“I have a pleasant surprise for you,” said the President, after his caller had expressed his acknowledgments; “the Señorita made known so warm a wish to see her brother that I hastened to take her, as she and I supposed, to him.”

“I do not understand your Excellency.”

“She is now at Zalapata, whither she went in our gunboat.”

“When?”

“Last night; we must have met on the way, for you could scarcely have made the voyage between the capitals since sunrise.”

This remark explained that night trip of the General Yozarro, whose going the Major had seen and whose returning he had heard.

“Yes,” added his host; “she had but to make known her wish, when she and her friend Señorita Manuela, my niece, became my guests on my gunboat, and were landed at Zalapata last evening, where she will be disappointed to find you absent, though your meeting will be deferred but a short time.”

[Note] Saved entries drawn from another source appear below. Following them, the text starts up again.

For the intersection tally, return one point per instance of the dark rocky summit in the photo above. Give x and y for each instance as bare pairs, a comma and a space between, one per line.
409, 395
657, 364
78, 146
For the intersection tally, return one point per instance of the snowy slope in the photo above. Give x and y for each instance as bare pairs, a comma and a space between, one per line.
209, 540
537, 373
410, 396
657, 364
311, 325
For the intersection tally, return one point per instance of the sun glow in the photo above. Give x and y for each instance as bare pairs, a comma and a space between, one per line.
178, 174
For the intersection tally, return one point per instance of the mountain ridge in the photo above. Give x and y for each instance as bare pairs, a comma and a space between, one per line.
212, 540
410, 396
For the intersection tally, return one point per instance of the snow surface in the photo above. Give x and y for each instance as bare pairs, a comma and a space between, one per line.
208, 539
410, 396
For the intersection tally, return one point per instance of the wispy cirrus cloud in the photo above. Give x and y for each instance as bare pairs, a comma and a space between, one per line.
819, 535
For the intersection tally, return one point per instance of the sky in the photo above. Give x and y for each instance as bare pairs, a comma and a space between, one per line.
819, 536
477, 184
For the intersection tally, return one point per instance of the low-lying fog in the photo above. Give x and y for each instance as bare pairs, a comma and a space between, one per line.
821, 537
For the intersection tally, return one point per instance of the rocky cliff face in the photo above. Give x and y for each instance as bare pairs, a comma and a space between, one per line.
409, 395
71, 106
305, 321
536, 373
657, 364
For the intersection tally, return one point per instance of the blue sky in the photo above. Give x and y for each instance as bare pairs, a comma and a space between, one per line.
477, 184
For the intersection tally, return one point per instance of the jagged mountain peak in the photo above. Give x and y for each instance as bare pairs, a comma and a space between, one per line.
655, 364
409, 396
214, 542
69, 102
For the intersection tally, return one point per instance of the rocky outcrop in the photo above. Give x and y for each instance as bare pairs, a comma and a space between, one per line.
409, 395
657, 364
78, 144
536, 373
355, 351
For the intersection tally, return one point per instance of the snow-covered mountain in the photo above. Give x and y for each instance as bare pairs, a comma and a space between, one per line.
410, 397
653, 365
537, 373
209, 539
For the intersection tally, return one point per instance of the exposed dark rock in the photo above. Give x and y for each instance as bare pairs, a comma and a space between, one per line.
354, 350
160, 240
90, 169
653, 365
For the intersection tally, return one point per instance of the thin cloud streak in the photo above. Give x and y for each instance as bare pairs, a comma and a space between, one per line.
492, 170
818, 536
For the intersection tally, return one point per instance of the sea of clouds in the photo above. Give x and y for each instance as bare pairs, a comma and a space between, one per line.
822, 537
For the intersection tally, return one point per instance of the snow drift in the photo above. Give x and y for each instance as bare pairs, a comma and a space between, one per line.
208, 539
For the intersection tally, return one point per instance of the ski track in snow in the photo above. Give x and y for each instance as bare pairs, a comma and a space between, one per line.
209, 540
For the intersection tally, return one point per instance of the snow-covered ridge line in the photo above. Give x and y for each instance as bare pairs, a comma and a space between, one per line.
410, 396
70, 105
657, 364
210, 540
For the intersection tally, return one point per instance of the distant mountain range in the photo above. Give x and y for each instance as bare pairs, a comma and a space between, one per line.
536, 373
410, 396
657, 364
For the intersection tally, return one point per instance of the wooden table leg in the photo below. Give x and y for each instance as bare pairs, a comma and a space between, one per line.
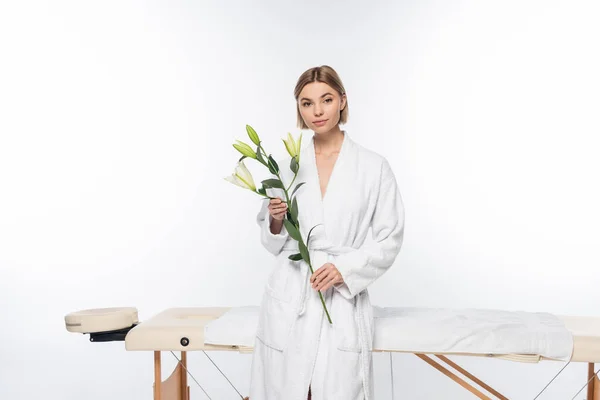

With many acknowledgments, Major Starland bade President Yozarro good bye, passed out into the hall and hurried down the street to the wharf, where Captain Guzman was placidly awaiting him. The same drowsiness that he had noted on his arrival, brooded over everything, and no time was lost in casting off and heading down the river.

But during the absence of the American, the Captain had had a visitor, who did not step ashore, but helped in getting the boat under way, and showed by his action, that he meant to remain with them, if they did not object thereto.